The Paris Agreement was considered a breakthrough because it brought all nations into one system, after attempts to do this in Copenhagen in 2009 ended in dismal failure.
The earlier Kyoto agreement applied only to developed countries.
The deadline to reach agreement on a rule book to allow the Paris Agreement to take effect expires at the end of the year.
Senior negotiators at the Katowice meeting told The Weekend Australian exemptions now being claimed by China and other G77 countries went well beyond the principle of “common but different responsibilities” which is central to the UN framework talks.
“All the political decisions were brokered in Paris,” a developed country lead delegate said.

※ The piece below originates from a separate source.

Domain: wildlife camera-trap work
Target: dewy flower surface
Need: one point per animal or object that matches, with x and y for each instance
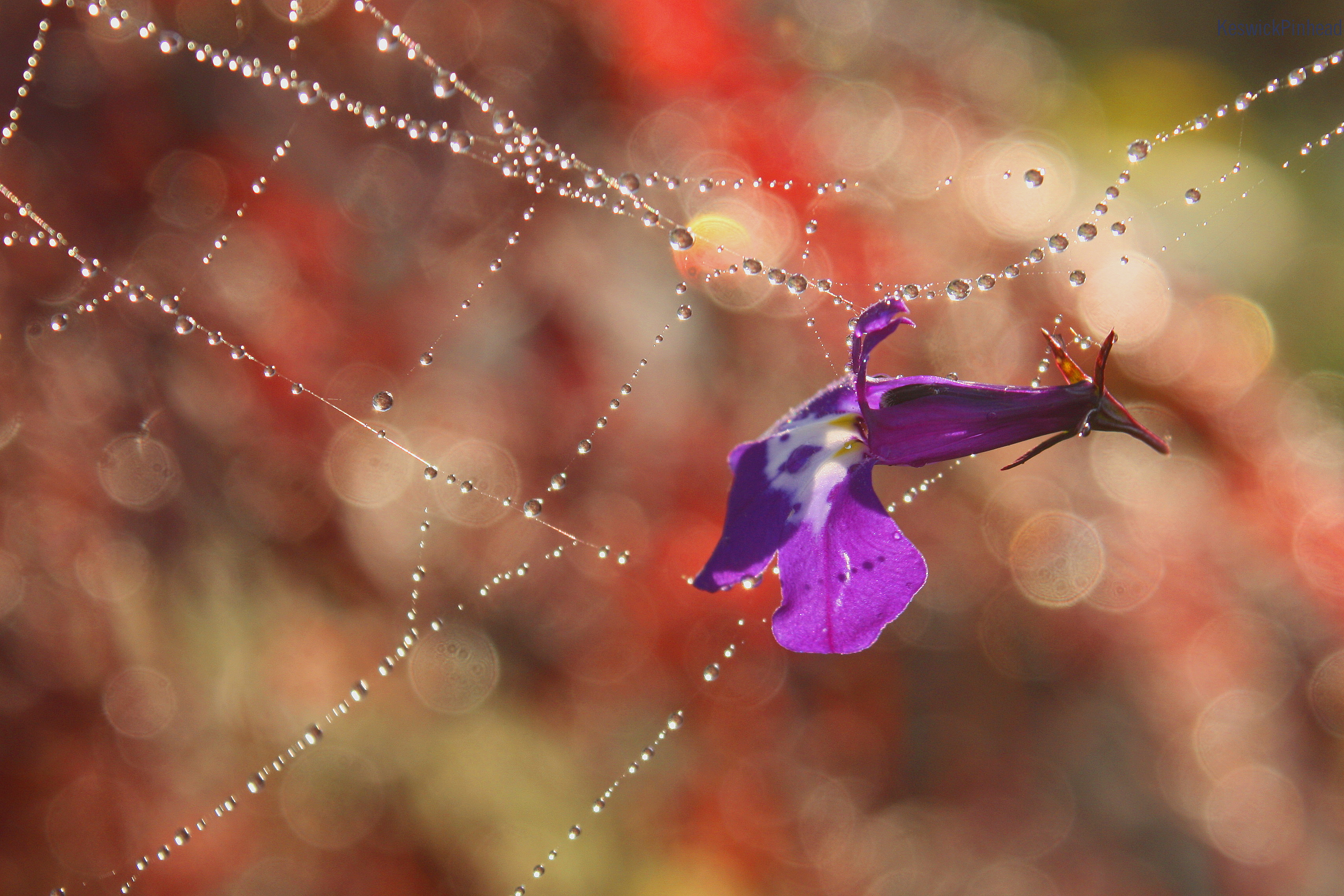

“But everybody has slightly different takes on what was agreed in Paris and what should be the level of detail in the guidelines.”
Negotiations have been hampered by the decision of the US to withdraw from the Paris Agreement from November next year.
US negotiators are still active in the Katowice talks but China has assumed a larger role.
Delegates in Katowice said the collective consciousness of the parties was one of an increasing urgency for action. However, the danger is that a rush to finalise the rule book could put developed nations, which have agreed to provide more than $100 billion a year to developing nations from 2020 for finance, at a disadvantage.
The key to the Paris Agreement was that it would bring all nations into the one system with a single set of rules. But with one week to go to finalise the rule book, negotiators said differentiation remained one of the main issues that had to be resolved.
Environment Minister Melissa Price is expected to be called upon to help keep the deal on track. “It might be in the end game (that) she gets involved,” a source at the conference said.
The challenge is to agree guidelines that do not have one set of rules for developing countries and another more stringent set for developed countries.